Jarmusch describes the young Basquiat as a charismatic, if elusive, figure who appears “out of nowhere… and then [he] just disappears.” He tells a story about Basquiat presenting Driver with a rose in the middle of the street – a move that is both bold and impish, very much in line with Basquiat’s wider MO as he tagged provocative SAMO© slogans around the art neighbhourhood, Soho.


Driver also draws on footage from her contemporaries to show the bombed-out Lower East Side – including cuts from rare films by James Nares and Jacob Burckhardt, while Basquiat himself appears often in scenes from Edo Bertolgio’s post-punk snapshot, Downtown 81, which found a semi-fictionalised version of the artist struggling to sell his work.

Brathwaite talks eloquently about “the whole cultural picture” happening in New York at the time, and certainly Driver works in a smart, unshowy way to weave Basquiat into a larger artistic narrative. There is, perhaps, a reason why she doesn’t address Basquiat’s childhood years in private school, or the collapse of his family – instead, we meet him first as a 16 year-old homeless youth, living by his wits, who manages to be everywhere from the Mudd Club to CBGBs, film shows and art exhibitions and all points in between.
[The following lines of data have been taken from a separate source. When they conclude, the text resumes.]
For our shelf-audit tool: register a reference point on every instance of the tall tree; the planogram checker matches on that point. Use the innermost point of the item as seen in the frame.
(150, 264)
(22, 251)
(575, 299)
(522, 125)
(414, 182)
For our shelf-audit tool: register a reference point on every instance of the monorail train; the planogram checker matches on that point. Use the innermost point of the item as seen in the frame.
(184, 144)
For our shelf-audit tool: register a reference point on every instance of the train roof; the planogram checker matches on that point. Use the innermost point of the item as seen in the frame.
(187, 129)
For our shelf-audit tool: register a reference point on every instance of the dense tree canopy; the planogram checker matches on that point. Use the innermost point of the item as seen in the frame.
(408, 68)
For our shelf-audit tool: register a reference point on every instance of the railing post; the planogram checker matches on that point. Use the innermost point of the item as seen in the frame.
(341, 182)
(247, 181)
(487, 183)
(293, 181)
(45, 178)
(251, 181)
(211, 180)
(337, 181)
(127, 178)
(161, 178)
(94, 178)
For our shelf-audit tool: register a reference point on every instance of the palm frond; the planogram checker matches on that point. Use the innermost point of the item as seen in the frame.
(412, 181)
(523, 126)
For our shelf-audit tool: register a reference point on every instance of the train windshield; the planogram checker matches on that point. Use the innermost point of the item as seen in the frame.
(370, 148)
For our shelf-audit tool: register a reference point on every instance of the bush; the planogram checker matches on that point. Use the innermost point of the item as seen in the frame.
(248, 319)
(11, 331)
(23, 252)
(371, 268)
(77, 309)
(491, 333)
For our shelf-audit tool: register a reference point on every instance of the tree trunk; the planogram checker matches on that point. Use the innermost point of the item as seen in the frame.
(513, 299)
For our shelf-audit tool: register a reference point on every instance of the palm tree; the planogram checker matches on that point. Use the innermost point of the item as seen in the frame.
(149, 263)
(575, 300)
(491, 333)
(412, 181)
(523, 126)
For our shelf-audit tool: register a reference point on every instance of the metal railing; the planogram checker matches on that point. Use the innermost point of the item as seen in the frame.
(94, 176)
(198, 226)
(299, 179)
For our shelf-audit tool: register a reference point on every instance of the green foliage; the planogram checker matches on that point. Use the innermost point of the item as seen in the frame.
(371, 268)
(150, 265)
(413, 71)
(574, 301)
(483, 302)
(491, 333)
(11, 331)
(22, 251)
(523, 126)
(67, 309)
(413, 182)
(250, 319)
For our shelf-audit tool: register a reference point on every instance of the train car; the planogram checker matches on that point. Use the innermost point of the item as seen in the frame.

The artist Sur Rodney (Sur) notes that, without a home or studio, the streets of New York became Basquiat’s place of business; the walls of buildings essentially one giant easel.

One early advocate was Blondie’s Chris Stein, who told me, “No one knew what the fuck was going to happen with Jean. Nobody recognised him early on for being a breakthrough.”

Boom For Real is an excellent addition to Sara Driver’s short but exemplary filmography. Aside from her creative relationship with Jarmusch – she produced Permanent Vacation and Stranger That Paradise and has held credits on many more – she has only directed two feature films: Sleepwalk, a sort-of ghost story set on New York’s nocturnal periphery, and 1993’s When Pigs Fly – a comedy starring Marianne Faithfull as a ghost in pre-gentrified New York. There is also a short, You Are Not I, co-adapted by Jarmusch from a short story by Paul Bowles, the long-lost print of which was recently rediscovered and refurbished in 2012.

At the end of the film, as Suicide’s “Dream Baby Dream” plays over the soundtrack, Jarmusch describes Basquiat a “true investigator”. The same is true of Driver, whose clear-eyed insight assures us not only a rounded portrait of a mercurial artist but of a time and an entire creative scene.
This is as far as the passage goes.